EnQuest PLC on Thursday said it was ‘disappointed’ to be fined £16.5 million by the North Sea Transition Authority for non-compliance.

As a result, the oil and gas company, which operates in the UK and Malaysia, ‘is considering all options with regard to formally appealing the sanction and the fine.’

The UK regulator is penalising Enquest over the timing of plugging and abandonment of 33 wells in its North Sea portfolio.

EnQuest stressed that the wells in question were ‘relatively young and inactive’, having stopped production in 2020, making them lower risk than other assets in EnQuest’s portfolio, whereas most of its 84 decommissioned wells are around 40 years old.

Enquest argued that it prioritises decommissioning based on ‘asset integrity’, hence the disparity between its timeline and what the company described as ‘the date-driven and more mechanistic approach taken by the NSTA’s sanctions team’.

‘EnQuest has presented to NSTA a clear and credible plan for the decommissioning of the sanction wells, and to deliver this, the group signed a multi-year rig contract with Well-Safe Solutions in 2025,’ EnQuest noted on Thursday.

‘The NSTA has, however, decided not to take EnQuest up on its offers to discuss the sanction and our associated representations, and has instead moved directly to its decision.’

EnQuest Chief Executive Amjad Bseisu added that the regulator’s decision ‘is not aligned with EnQuest’s proven track record’.

The penalty follows a mixed earnings report for EnQuest, which reported last month that its pretax profit had nearly trebled on-year to $166.6 million in 2025. Attributable profit, however, shrank to $1.6 million from $93.8 million.

According to EnQuest, this figure reflects the UK government’s two-year extension of an energy profit levy, without which EnQuest estimated profit after tax would have been $125.5 million, with the levy costing the company $104.1 million in the second half of 2025.
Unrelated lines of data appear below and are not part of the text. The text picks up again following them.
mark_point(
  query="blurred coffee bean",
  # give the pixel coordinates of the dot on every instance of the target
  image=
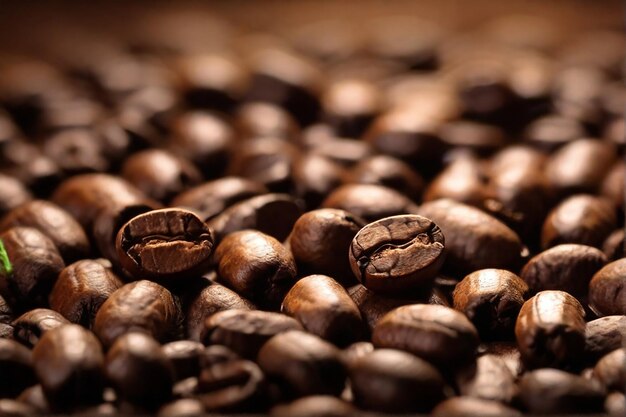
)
(256, 265)
(550, 330)
(245, 331)
(607, 287)
(141, 306)
(410, 384)
(491, 299)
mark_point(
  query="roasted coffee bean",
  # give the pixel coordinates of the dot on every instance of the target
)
(441, 335)
(607, 288)
(552, 391)
(30, 266)
(473, 407)
(184, 355)
(160, 174)
(397, 253)
(16, 368)
(211, 299)
(370, 202)
(582, 219)
(233, 386)
(491, 299)
(302, 364)
(245, 331)
(54, 222)
(139, 371)
(142, 306)
(391, 381)
(325, 309)
(272, 214)
(256, 265)
(604, 335)
(320, 240)
(567, 267)
(81, 289)
(488, 379)
(68, 361)
(213, 197)
(474, 239)
(550, 330)
(165, 245)
(30, 327)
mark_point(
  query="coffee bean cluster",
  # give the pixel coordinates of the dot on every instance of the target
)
(399, 219)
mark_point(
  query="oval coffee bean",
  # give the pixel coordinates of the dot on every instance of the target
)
(491, 299)
(391, 381)
(325, 309)
(68, 361)
(142, 306)
(439, 334)
(397, 253)
(550, 330)
(256, 265)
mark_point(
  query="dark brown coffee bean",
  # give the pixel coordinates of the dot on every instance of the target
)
(30, 327)
(165, 245)
(370, 202)
(302, 364)
(397, 253)
(54, 222)
(410, 383)
(551, 391)
(325, 309)
(30, 266)
(68, 361)
(473, 407)
(142, 306)
(245, 331)
(603, 336)
(320, 240)
(439, 334)
(607, 288)
(474, 239)
(550, 330)
(213, 197)
(81, 289)
(139, 371)
(491, 299)
(16, 368)
(256, 265)
(567, 267)
(272, 214)
(583, 219)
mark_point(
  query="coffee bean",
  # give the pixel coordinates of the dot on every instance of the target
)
(491, 299)
(139, 306)
(606, 289)
(139, 371)
(410, 384)
(68, 361)
(324, 309)
(567, 267)
(550, 330)
(81, 289)
(320, 240)
(165, 245)
(439, 334)
(256, 265)
(245, 331)
(302, 364)
(474, 239)
(30, 327)
(552, 391)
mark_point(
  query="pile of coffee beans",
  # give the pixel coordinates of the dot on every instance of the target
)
(394, 218)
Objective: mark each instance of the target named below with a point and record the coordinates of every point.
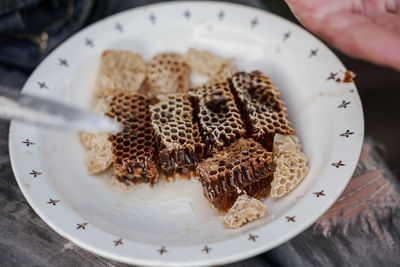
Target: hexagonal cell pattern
(259, 100)
(219, 118)
(134, 147)
(177, 134)
(243, 166)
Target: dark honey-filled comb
(219, 118)
(243, 166)
(264, 112)
(133, 147)
(178, 137)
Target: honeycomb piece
(98, 155)
(99, 160)
(133, 147)
(227, 70)
(122, 70)
(245, 209)
(259, 101)
(177, 135)
(167, 73)
(219, 117)
(291, 165)
(243, 166)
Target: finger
(311, 12)
(358, 36)
(389, 21)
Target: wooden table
(362, 228)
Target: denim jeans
(30, 29)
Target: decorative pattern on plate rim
(313, 53)
(319, 194)
(332, 76)
(43, 85)
(35, 173)
(118, 242)
(81, 226)
(152, 18)
(206, 249)
(286, 36)
(89, 42)
(338, 164)
(27, 142)
(290, 218)
(221, 15)
(254, 22)
(347, 133)
(344, 104)
(63, 62)
(187, 14)
(53, 202)
(252, 237)
(162, 250)
(118, 27)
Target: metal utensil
(49, 113)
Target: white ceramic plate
(172, 224)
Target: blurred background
(30, 29)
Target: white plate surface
(172, 223)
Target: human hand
(367, 29)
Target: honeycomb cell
(167, 73)
(178, 139)
(259, 101)
(133, 147)
(219, 117)
(229, 172)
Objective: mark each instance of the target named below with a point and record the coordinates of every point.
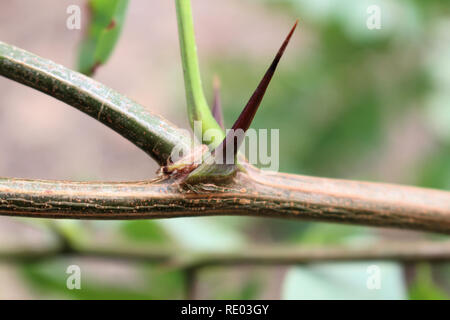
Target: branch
(250, 193)
(149, 132)
(259, 255)
(198, 109)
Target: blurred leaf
(435, 170)
(143, 231)
(337, 281)
(49, 280)
(249, 290)
(423, 286)
(107, 18)
(326, 233)
(204, 233)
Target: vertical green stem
(198, 109)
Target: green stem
(150, 132)
(198, 109)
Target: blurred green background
(349, 102)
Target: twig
(260, 255)
(250, 193)
(150, 132)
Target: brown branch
(250, 193)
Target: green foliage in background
(354, 103)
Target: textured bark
(150, 132)
(251, 193)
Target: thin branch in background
(179, 258)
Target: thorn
(247, 115)
(217, 105)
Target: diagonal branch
(150, 132)
(251, 192)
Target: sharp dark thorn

Revenue fell 5.3% to $1.12 billion from $1.18 billion in 2024, which the company attributed to lower oil prices during 2025.

Looking ahead, the company plans to push for the introduction of a proposed new oil and gas price mechanism ‘as a permanent, fit-for-purpose windfall tax successor’ to the levy, ahead of the levy’s current sunset date in March 2030.

EnQuest shares rose 2.1% to 19.40 pence on Thursday morning in London, having risen 65% over the past year.

Back in May 2025, EnQuest ended efforts to bid for fellow London listing Serica Energy PLC, after failing to agree terms.